The case I opened this article with is an example of informal processes applied to an issue with a company focus. More accurately, it's a departmental focus, but the key point is that the store managers using informal and individual processes were working on something shared. You can fault the regional manager for starting a contest without sufficient initial clarity. It happens. Regardless, the scenario illustrates the potential for conflicting results when individuals pursue independent, informal processes to address shared problems. This is the real core of the spreadmart/spreadsheet hell scenario that everyone wants to avoid. To get back to the title of this column, the spreadsheet is not the problem. The real issue is the misapplication of informal processes to team or company problems.

What can we recommend in this situation? Obviously, the same manager should define the goal more specifically. Her employees would likely appreciate if she built a shared scorecard, maybe in a spreadsheet or maybe in a scorecarding program. In doing so, she would define the goal, its calculations and the required data set. Without calling IT, she would have created a little bit of formal BI. A great Microsoft-specific example is managers writing specific queries against the bug database to provide a consistent measure of bugs-per-person, bugs-remaining and other calculations. If you ever want to see some good lawyering, go to a bug meeting without a consistent and shared definition of zero bug bounce. Hit me up in email if you want to know more about ZBB and other bug esoterica.

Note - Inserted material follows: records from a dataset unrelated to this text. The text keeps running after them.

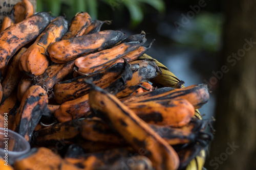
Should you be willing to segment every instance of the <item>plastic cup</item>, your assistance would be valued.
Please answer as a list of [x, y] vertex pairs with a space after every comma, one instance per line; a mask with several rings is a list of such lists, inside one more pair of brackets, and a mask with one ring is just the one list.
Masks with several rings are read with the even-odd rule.
[[18, 133], [9, 129], [7, 132], [0, 128], [0, 156], [5, 163], [12, 165], [16, 158], [30, 150], [30, 145]]

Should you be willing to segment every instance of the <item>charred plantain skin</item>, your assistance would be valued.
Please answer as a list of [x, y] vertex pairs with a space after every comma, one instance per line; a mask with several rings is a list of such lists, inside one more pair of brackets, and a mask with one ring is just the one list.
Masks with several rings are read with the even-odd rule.
[[104, 23], [110, 24], [111, 21], [108, 20], [101, 21], [99, 20], [92, 21], [83, 35], [90, 34], [99, 32], [101, 26]]
[[[151, 93], [154, 93], [154, 95], [151, 94]], [[173, 89], [162, 93], [156, 93], [154, 91], [143, 92], [138, 94], [136, 96], [131, 96], [122, 101], [124, 103], [144, 102], [184, 99], [192, 104], [195, 109], [198, 109], [208, 102], [209, 94], [207, 85], [201, 84], [191, 85], [183, 88]]]
[[20, 170], [83, 169], [65, 161], [51, 149], [44, 147], [32, 149], [29, 153], [15, 161], [13, 167], [15, 169]]
[[80, 57], [75, 60], [75, 66], [79, 72], [86, 74], [101, 70], [143, 45], [146, 39], [144, 35], [140, 35], [139, 34], [136, 39], [130, 38], [130, 41], [125, 41], [111, 48]]
[[35, 39], [50, 21], [49, 13], [39, 12], [15, 24], [0, 33], [0, 69], [8, 64], [23, 46]]
[[144, 149], [144, 155], [151, 160], [154, 168], [177, 169], [179, 160], [174, 149], [116, 97], [92, 85], [89, 103], [93, 110], [100, 114], [133, 149]]
[[[62, 104], [88, 94], [90, 86], [84, 81], [86, 78], [92, 79], [93, 83], [98, 86], [103, 88], [108, 87], [109, 90], [118, 90], [118, 87], [124, 84], [120, 82], [117, 84], [118, 82], [115, 84], [115, 81], [122, 77], [124, 78], [123, 80], [130, 79], [129, 77], [131, 77], [132, 75], [131, 65], [128, 63], [117, 63], [111, 67], [89, 76], [81, 76], [56, 83], [54, 87], [55, 100], [58, 103]], [[114, 86], [109, 86], [111, 84]]]
[[6, 77], [2, 83], [3, 93], [1, 103], [11, 94], [22, 79], [23, 75], [19, 70], [18, 65], [22, 55], [26, 50], [25, 47], [22, 48], [18, 53], [13, 57], [7, 68]]
[[126, 82], [126, 86], [119, 91], [116, 96], [118, 98], [131, 95], [139, 88], [140, 84], [147, 82], [161, 74], [161, 71], [154, 62], [147, 60], [134, 61], [130, 63], [135, 70], [132, 79]]
[[66, 144], [70, 144], [78, 139], [116, 144], [126, 143], [103, 120], [96, 117], [55, 124], [35, 131], [33, 137], [33, 141], [36, 144], [45, 147], [55, 145], [60, 140]]
[[47, 90], [51, 89], [56, 83], [73, 72], [74, 61], [73, 60], [67, 63], [55, 64], [48, 66], [45, 71], [34, 81], [34, 83], [40, 85]]
[[195, 115], [195, 108], [183, 99], [130, 103], [126, 105], [148, 124], [180, 127]]
[[[116, 71], [121, 71], [118, 72], [121, 75], [119, 75], [118, 79], [105, 88], [105, 89], [112, 94], [116, 94], [123, 89], [126, 81], [131, 80], [133, 75], [132, 70], [128, 63], [119, 63], [119, 64], [122, 65], [122, 69], [116, 70]], [[83, 83], [86, 83], [84, 82]], [[86, 84], [88, 86], [87, 83]], [[88, 99], [89, 94], [87, 94], [74, 100], [63, 103], [59, 108], [54, 112], [54, 116], [60, 122], [86, 116], [90, 110]]]
[[78, 57], [110, 48], [123, 39], [119, 31], [105, 30], [60, 40], [51, 44], [48, 53], [51, 60], [64, 63]]
[[58, 41], [68, 31], [68, 21], [59, 16], [53, 20], [34, 43], [22, 55], [19, 69], [30, 76], [39, 76], [44, 73], [49, 65], [46, 56], [49, 45]]
[[14, 11], [12, 9], [9, 15], [6, 15], [4, 19], [2, 24], [0, 32], [6, 29], [7, 28], [14, 25], [15, 23]]
[[29, 141], [48, 103], [48, 96], [40, 86], [30, 87], [24, 94], [15, 114], [13, 130]]
[[34, 14], [33, 5], [29, 0], [22, 0], [14, 5], [15, 23], [18, 23]]
[[61, 40], [67, 39], [82, 35], [92, 22], [91, 16], [87, 12], [76, 14], [70, 22], [69, 30]]
[[[121, 148], [65, 157], [65, 159], [72, 164], [79, 165], [80, 167], [88, 169], [123, 169], [124, 167], [130, 170], [152, 169], [152, 163], [148, 158], [137, 156], [128, 149]], [[129, 160], [133, 160], [132, 165], [127, 163]]]

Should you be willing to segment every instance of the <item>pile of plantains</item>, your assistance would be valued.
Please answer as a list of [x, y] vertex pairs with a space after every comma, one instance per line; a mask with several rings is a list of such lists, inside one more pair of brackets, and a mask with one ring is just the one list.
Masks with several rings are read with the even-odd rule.
[[201, 169], [212, 138], [197, 110], [206, 85], [184, 87], [145, 54], [144, 32], [100, 30], [106, 22], [34, 14], [28, 0], [6, 17], [0, 125], [7, 113], [32, 148], [13, 168]]

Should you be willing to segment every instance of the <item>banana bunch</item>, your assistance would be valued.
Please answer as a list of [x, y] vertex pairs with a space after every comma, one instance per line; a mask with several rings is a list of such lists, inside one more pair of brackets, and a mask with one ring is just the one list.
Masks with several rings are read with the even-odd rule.
[[197, 110], [206, 85], [184, 87], [147, 55], [143, 31], [127, 37], [86, 12], [69, 23], [30, 5], [17, 4], [0, 34], [0, 127], [7, 114], [32, 148], [14, 169], [202, 169], [213, 137]]

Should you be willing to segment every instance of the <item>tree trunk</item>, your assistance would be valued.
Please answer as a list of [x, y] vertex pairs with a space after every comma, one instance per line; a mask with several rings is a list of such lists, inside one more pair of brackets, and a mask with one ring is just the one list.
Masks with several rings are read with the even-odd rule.
[[223, 51], [215, 71], [216, 133], [205, 166], [256, 169], [256, 1], [224, 3]]

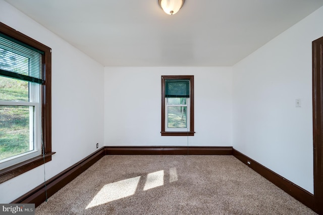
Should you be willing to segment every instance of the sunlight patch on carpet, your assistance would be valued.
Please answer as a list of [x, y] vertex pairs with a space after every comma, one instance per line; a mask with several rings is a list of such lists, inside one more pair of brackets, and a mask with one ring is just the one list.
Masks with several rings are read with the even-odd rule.
[[140, 176], [104, 185], [85, 209], [105, 204], [135, 194]]
[[178, 180], [176, 168], [170, 169], [170, 183], [175, 182]]
[[164, 170], [149, 173], [147, 175], [147, 180], [143, 190], [154, 188], [164, 185]]

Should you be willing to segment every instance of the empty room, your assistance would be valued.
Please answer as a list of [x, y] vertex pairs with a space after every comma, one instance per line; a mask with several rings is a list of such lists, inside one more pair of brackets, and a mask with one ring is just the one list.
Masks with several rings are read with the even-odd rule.
[[322, 20], [0, 0], [0, 213], [323, 214]]

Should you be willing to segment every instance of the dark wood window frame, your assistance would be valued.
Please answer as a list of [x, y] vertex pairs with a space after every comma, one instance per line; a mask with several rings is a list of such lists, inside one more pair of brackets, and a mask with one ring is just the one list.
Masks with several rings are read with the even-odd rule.
[[[171, 132], [165, 130], [165, 80], [188, 80], [190, 81], [190, 130], [185, 132]], [[162, 76], [162, 136], [194, 136], [194, 76]]]
[[0, 22], [0, 32], [42, 51], [42, 70], [45, 77], [42, 85], [41, 126], [44, 154], [0, 170], [0, 183], [51, 160], [51, 50], [50, 48]]

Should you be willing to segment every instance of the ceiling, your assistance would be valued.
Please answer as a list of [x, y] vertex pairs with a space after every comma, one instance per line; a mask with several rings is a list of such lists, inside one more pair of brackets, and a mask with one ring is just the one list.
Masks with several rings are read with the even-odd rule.
[[6, 0], [104, 66], [230, 66], [323, 0]]

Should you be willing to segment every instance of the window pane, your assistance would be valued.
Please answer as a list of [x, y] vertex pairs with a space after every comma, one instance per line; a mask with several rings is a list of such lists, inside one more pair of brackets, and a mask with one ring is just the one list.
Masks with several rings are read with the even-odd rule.
[[187, 128], [186, 107], [169, 106], [168, 112], [168, 128]]
[[33, 149], [29, 139], [31, 109], [0, 105], [0, 160]]
[[186, 104], [186, 98], [167, 98], [168, 104]]
[[0, 100], [28, 101], [28, 82], [0, 76]]

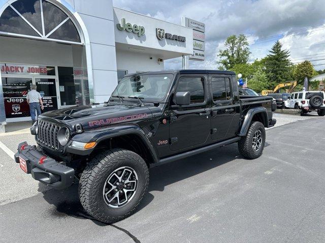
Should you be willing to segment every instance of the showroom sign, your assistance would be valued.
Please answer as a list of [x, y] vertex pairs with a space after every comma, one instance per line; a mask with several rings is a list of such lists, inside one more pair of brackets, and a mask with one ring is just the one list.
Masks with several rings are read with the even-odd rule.
[[173, 39], [181, 42], [185, 42], [186, 41], [185, 36], [182, 36], [177, 34], [172, 34], [170, 33], [165, 33], [165, 29], [159, 28], [156, 28], [156, 35], [158, 39], [162, 39], [166, 38], [166, 39]]
[[132, 25], [130, 23], [126, 23], [125, 19], [122, 19], [120, 24], [116, 24], [117, 29], [119, 30], [125, 30], [127, 32], [133, 32], [135, 34], [138, 34], [139, 37], [141, 37], [145, 33], [145, 29], [144, 26], [138, 25], [137, 24]]

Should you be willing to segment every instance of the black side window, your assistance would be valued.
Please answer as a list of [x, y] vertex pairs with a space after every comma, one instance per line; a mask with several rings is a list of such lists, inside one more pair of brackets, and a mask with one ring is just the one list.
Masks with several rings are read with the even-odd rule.
[[214, 101], [231, 99], [230, 79], [229, 78], [213, 77], [211, 85]]
[[202, 77], [181, 77], [176, 92], [189, 92], [191, 104], [204, 102], [204, 78]]

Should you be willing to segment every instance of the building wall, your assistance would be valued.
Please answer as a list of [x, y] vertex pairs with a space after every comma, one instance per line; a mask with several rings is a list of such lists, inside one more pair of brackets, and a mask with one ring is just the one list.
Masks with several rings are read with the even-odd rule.
[[[150, 59], [150, 57], [152, 59]], [[164, 69], [164, 62], [158, 63], [159, 56], [146, 53], [118, 51], [116, 61], [118, 70], [127, 70], [128, 73], [138, 71]]]
[[112, 0], [66, 0], [79, 14], [89, 34], [94, 98], [106, 101], [117, 84]]
[[2, 37], [0, 46], [1, 63], [73, 66], [71, 46]]

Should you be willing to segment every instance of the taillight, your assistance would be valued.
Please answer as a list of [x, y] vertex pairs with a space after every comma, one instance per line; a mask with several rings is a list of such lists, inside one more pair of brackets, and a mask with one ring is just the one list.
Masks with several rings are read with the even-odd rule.
[[27, 144], [23, 144], [22, 145], [21, 145], [21, 147], [20, 147], [20, 150], [25, 150], [25, 147], [26, 147], [27, 146]]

If you're keeping score at home, we have a matrix of informal versus formal processes applied to company or individual concerns (Figure 1).

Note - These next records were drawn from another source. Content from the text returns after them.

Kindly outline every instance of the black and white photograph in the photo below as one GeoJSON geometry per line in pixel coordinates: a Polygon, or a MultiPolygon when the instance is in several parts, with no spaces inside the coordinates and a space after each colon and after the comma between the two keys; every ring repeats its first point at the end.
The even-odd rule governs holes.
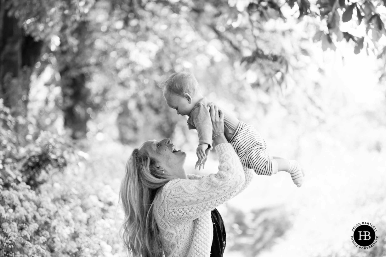
{"type": "Polygon", "coordinates": [[[386,257],[386,0],[0,0],[0,257],[386,257]]]}

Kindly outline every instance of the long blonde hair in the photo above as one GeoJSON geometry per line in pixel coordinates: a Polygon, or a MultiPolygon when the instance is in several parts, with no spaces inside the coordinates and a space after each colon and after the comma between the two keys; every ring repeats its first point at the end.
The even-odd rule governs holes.
{"type": "Polygon", "coordinates": [[[161,236],[153,215],[158,190],[174,178],[155,172],[156,161],[144,151],[133,151],[119,192],[125,218],[121,237],[134,256],[162,257],[161,236]]]}

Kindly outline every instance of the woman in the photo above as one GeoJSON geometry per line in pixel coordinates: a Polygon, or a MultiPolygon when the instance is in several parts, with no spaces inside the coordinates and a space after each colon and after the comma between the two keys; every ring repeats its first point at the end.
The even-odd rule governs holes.
{"type": "Polygon", "coordinates": [[[134,256],[222,256],[225,230],[215,208],[245,188],[252,170],[244,170],[224,135],[223,114],[212,105],[216,174],[186,175],[186,154],[168,138],[147,141],[126,164],[120,200],[125,212],[122,239],[134,256]]]}

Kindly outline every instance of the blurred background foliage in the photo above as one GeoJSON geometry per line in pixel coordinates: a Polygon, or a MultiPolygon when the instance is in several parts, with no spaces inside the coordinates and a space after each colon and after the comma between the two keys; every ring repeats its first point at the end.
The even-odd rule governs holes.
{"type": "MultiPolygon", "coordinates": [[[[195,148],[157,86],[182,71],[255,125],[274,155],[310,170],[303,191],[284,175],[259,177],[242,195],[254,208],[223,208],[227,254],[301,256],[295,235],[312,247],[304,256],[362,254],[343,239],[326,251],[304,237],[318,237],[310,228],[328,218],[349,232],[357,219],[332,218],[332,208],[386,223],[385,3],[0,0],[0,256],[124,256],[117,194],[133,148],[168,137],[195,148]],[[356,186],[372,201],[342,193],[356,186]]],[[[371,256],[386,254],[380,233],[371,256]]]]}

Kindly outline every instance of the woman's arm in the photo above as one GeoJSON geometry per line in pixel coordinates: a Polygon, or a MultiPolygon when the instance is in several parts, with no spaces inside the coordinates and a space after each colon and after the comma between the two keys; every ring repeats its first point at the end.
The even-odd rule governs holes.
{"type": "Polygon", "coordinates": [[[176,180],[164,187],[163,205],[172,223],[196,218],[237,195],[251,180],[253,173],[244,173],[237,155],[223,134],[223,117],[211,107],[213,140],[220,165],[216,174],[200,180],[176,180]]]}
{"type": "Polygon", "coordinates": [[[172,223],[193,220],[232,198],[242,191],[246,176],[238,157],[231,145],[218,144],[216,148],[220,165],[216,174],[200,180],[175,180],[167,184],[161,194],[164,211],[172,223]]]}

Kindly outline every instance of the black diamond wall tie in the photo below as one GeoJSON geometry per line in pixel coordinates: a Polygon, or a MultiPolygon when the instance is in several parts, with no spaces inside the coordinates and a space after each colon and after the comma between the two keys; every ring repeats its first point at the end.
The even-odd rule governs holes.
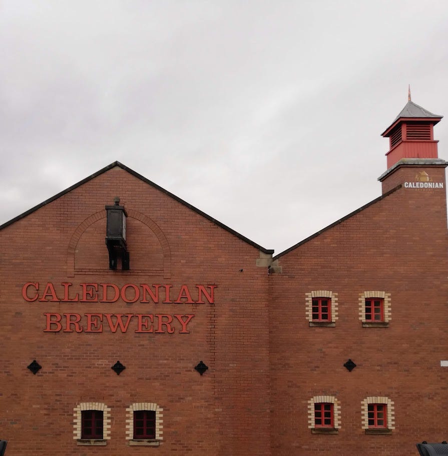
{"type": "Polygon", "coordinates": [[[36,375],[39,370],[42,368],[42,366],[35,359],[33,362],[30,364],[29,366],[27,366],[27,367],[35,374],[36,375]]]}
{"type": "Polygon", "coordinates": [[[117,375],[119,375],[126,368],[119,361],[117,361],[111,368],[117,375]]]}
{"type": "Polygon", "coordinates": [[[197,366],[195,366],[194,368],[202,375],[208,369],[208,366],[206,366],[202,361],[200,361],[199,363],[197,366]]]}
{"type": "Polygon", "coordinates": [[[344,364],[344,367],[345,367],[349,372],[351,372],[356,365],[349,358],[348,361],[344,364]]]}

Figure 1: Matrix of Informal versus Formal Processes


We discussed three of these boxes. What about the fourth quadrant? Can the company's formal BI infrastructure be relevant to individuals solving individual problems? Can it lend context, consistency and accountability? I think it can and should. To allow the creativity and agility we get from individuals working in the moment, we need to give them simple, intuitive access to corporate data and corporate definitions in tools they already know. For most users that tool is the ... spreadsheet. If we make it easy for users to find and grab data from the corporate BI infrastructure and to use corporate definitions for things such as sales per square foot, we've solved the spreadmart problem using spreadsheets. I've written in the past about creating a monitor-analyze-plan loop. The data and tool integration that supports M-A-P is exactly the infrastructure needed to support the fourth quadrant.

This simple grid shows another opportunity for companies. Can we take the best of what our employees do informally and promote it to apply to the company as a whole? Certainly when clever employees find better practices, we'll discover them, eventually, by noticing better performance. But we can be more agile. Go back to the opening scenario. Maybe the regional sales manager neglected to fully define the contest and measurement up front. But if she agreed with Manager D's definitions, she should be able to promote his analysis to at least the team level. The simplest way to do this is literally share his document via the team's portal site. Going beyond that, can we allow businesspeople, not IT, to define key measures and calculations? If the key business rules that drive the corporate BI infrastructure come from business users in the first place, the company will have the mechanism it needs to capture the best ideas and best practices from its best employees. This suggests new requirements for performance management applications.


Companies that manage to balance informal and formal BI will increase agility and accountability with no loss of consistency or compliance.